The relationship between the current through a LED or a filament bulb and the voltage isn't simple, and so let's think about resistors. In these, twice the voltage produces exactly twice the current. So if you connect two resistors in series across a battery, the total battery voltage will be divided between the two according to their resistances.

For example, if you connect a 100Ω and a 200Ω resistor in series across a 3V battery and measure the voltage across each resistor, you will find 2V across the 200Ω resistor, and 1V across the 100Ω resistor, totalling 3V.

Such an arrangement is therefore sometimes called a voltage divider. This is how the volume control in an older radio works. The audio signal is presented across the ends of a carbon track in the volume control, having a certain resistance, and usually arranged as ¾ of a circle centred on the volume control spindle. As you turn up the volume from zero, a contact moves progressively from the bottom of the track, where there is no voltage, to the top, where the full voltage of the audio signal is present. A third of the way up, it will tap off a third of the signal, and so on.

Parallel circuits

In a parallel circuit, the current can flow through each and every one of several parallel paths.

All the lights and their switches, and the electrical appliances in a house are connected in parallel across the incoming mains supply. Whereas in a series connection, the voltage is divided between the connected components, in a parallel circuit, the current is similarly divided according to the resistance of each, with the most going to the lowest resistance (and more powerful) devices such as an electric kettle, and much less to higher resistance items such as a low energy light bulb. So the total current drawn is the sum of the currents through each path.

Batteries are sometimes connected in parallel when a heavier current or greater capacity is required than a single battery can supply. But they must be of the same type and state of charge, otherwise the stronger will drive a current, possibly damagingly large, into the weaker. Larger capacity laptop batteries and electric bike batteries, often have 2 or more cells connected in parallel, and multiple such groups in series to provide a larger voltage. Special charging circuits are required to ensure that all cells are charged to the same level and to shut down the entire battery if a significant discrepancy arises due to battery wear or failure.

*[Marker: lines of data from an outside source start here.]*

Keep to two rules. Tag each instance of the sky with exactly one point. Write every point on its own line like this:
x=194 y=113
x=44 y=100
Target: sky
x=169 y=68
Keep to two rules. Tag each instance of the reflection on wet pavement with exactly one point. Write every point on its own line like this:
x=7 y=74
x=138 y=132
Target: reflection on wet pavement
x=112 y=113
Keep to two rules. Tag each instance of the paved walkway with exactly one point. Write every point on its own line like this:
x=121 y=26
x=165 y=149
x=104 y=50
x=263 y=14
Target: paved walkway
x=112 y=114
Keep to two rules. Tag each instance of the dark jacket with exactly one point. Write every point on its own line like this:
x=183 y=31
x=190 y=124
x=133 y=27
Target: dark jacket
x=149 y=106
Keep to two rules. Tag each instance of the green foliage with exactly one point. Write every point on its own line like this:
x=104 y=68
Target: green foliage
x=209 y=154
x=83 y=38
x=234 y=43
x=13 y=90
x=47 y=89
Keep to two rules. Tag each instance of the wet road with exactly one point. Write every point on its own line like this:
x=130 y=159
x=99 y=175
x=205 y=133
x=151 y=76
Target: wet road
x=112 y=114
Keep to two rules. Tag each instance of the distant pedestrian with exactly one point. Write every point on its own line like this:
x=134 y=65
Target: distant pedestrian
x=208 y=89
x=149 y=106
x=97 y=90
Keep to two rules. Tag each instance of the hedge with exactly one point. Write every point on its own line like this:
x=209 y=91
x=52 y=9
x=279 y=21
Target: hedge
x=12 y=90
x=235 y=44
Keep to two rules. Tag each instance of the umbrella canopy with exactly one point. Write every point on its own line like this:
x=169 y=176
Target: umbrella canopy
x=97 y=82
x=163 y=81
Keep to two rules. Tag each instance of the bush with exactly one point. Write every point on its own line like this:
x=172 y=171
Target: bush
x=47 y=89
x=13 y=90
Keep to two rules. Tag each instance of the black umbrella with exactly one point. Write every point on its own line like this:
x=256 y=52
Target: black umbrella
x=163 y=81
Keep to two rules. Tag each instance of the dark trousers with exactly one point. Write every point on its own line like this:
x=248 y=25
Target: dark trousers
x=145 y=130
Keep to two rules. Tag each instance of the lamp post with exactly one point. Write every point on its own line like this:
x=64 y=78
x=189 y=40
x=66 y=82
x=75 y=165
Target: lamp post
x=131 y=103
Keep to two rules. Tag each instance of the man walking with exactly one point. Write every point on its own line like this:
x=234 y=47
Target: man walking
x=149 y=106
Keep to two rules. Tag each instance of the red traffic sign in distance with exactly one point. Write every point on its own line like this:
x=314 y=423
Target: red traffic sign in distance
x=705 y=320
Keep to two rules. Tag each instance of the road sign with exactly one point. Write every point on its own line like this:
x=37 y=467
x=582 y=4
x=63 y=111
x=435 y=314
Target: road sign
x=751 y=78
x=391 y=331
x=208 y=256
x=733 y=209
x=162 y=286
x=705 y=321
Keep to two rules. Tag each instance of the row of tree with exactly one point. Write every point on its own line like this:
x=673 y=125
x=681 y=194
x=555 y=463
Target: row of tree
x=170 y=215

Serial and parallel circuits, and logic gates

Computers are constructed out of large numbers of logic gates, each performing one or a combination of three basic functions. An OR gate produces an output representing "True" or "1" if any of 2 or more inputs (input 1 OR input 2...) has such a value, otherwise produces an output of "False" or "0". An AND gate is similar but only produces a "True" or "1" output if all the inputs (input 1 AND input 2 ...) are "True" or "1". A NOT gate has a single input, and produces an output which is the opposite of the input.

If you connect a battery to a bulb via two or more switches in parallel, the bulb will light if any one or more of the switchs are closed, so completing the circuit. This is essentially how an OR gate in a computer works.

Alternatively, if you connect the battery to the bulb via 2 or more switches in series, the bulb will only light if all the switches are closed. This is how an AND gate works.